Acrolein causes inhibitor kappaB-independent decreases in nuclear factor kappaB activation in human lung adenocarcinoma (A549) cells.

Acrolein is a highly electrophilic alpha,beta-unsaturated aldehyde to which humans are exposed in various situations. In the present study, the effects of sublethal doses of acrolein on nuclear factor kappaB (NF-kappaB) activation in A549 human lung adenocarcinoma cells were investigated. Immediately following a 30-min exposure to 45 fmol of acrolein/cell, glutathione (GSH) and DNA synthesis and NF-kappaB binding were reduced by more than 80%. All parameters returned to normal or supranormal levels by 8 h post-treatment.
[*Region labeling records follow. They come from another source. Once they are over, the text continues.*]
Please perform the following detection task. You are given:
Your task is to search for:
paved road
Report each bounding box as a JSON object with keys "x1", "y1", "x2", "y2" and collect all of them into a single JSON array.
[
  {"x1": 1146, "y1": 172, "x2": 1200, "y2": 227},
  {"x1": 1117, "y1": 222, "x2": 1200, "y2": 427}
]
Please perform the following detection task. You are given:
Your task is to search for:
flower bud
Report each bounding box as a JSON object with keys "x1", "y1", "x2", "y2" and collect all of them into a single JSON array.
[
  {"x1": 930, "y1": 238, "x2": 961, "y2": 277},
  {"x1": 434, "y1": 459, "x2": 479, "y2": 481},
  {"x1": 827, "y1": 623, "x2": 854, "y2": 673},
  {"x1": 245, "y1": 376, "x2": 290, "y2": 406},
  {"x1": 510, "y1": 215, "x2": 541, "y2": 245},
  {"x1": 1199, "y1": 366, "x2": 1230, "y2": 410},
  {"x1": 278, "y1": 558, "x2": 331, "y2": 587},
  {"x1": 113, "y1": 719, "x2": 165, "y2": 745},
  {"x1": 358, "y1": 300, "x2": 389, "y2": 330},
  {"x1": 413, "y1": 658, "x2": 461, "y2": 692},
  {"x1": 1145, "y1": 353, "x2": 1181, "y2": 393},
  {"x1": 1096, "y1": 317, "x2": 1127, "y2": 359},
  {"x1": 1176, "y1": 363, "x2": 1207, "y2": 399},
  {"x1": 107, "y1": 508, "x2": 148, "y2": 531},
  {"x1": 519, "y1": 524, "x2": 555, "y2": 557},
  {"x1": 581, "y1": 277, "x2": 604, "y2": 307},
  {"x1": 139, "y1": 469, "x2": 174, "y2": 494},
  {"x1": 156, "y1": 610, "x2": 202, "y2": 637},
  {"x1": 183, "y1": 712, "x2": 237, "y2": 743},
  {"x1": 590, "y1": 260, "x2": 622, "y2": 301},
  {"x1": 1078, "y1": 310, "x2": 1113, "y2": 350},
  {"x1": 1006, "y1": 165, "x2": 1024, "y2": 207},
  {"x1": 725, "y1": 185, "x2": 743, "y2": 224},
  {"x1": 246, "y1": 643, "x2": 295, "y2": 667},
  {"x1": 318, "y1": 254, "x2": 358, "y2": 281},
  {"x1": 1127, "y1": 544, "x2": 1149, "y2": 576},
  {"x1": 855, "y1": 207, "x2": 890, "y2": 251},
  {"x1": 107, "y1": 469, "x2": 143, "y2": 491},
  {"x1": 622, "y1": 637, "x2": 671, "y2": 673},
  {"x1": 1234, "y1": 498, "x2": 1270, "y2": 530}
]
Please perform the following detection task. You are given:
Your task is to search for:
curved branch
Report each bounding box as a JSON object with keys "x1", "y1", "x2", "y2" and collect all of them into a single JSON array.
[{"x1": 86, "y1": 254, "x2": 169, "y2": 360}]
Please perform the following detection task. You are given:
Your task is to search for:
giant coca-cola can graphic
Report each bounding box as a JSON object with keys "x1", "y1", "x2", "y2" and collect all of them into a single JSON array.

Pretreatment with acrolein completely blocked 12-O-tetradecanoylphorbol-13-acetate (TPA)-induced activation of NF-kappaB. Cells treated for 1 h with 1 mM diethyl maleate (DEM) showed a 34 and 53% decrease in GSH and DNA synthesis, respectively. DEM also reduced NF-kappaB activation by 64% at 2 h post-treatment, with recovery to within 22% of control at 8 h. Both acrolein and DEM decreased NF-kappaB function approximately 50% at 2 h after treatment with TPA, as shown by a secreted alkaline phosphatase reporter assay. GSH returned to control levels by 8 h after DEM treatment, but proliferation remained significantly depressed for 24 h. Interestingly, DEM caused a profound decrease in NF-kappaB binding, even at doses as low as 0.125 mM that had little effect on GSH. Neither acrolein nor DEM had any effect on the levels of phosphorylated or nonphosphorylated inhibitor kappaB-alpha (IkappaB-alpha). Furthermore, acrolein decreased NF-kappaB activation in cells depleted of IkappaB-alpha by TPA stimulation in the presence of cycloheximide, demonstrating that the decrease in NF-kappaB activation was not the result of increased binding by the inhibitory protein. This conclusion was further supported by the finding that acrolein modified NF-kappaB in the cytosol prior to chemical dissociation from IkappaB with detergent. Together, these data support the conclusion that the inhibition of NF-kappaB activation by acrolein and DEM is IkappaB-independent. The mechanism appears to be related to direct modification of thiol groups in the NF-kappaB subunits.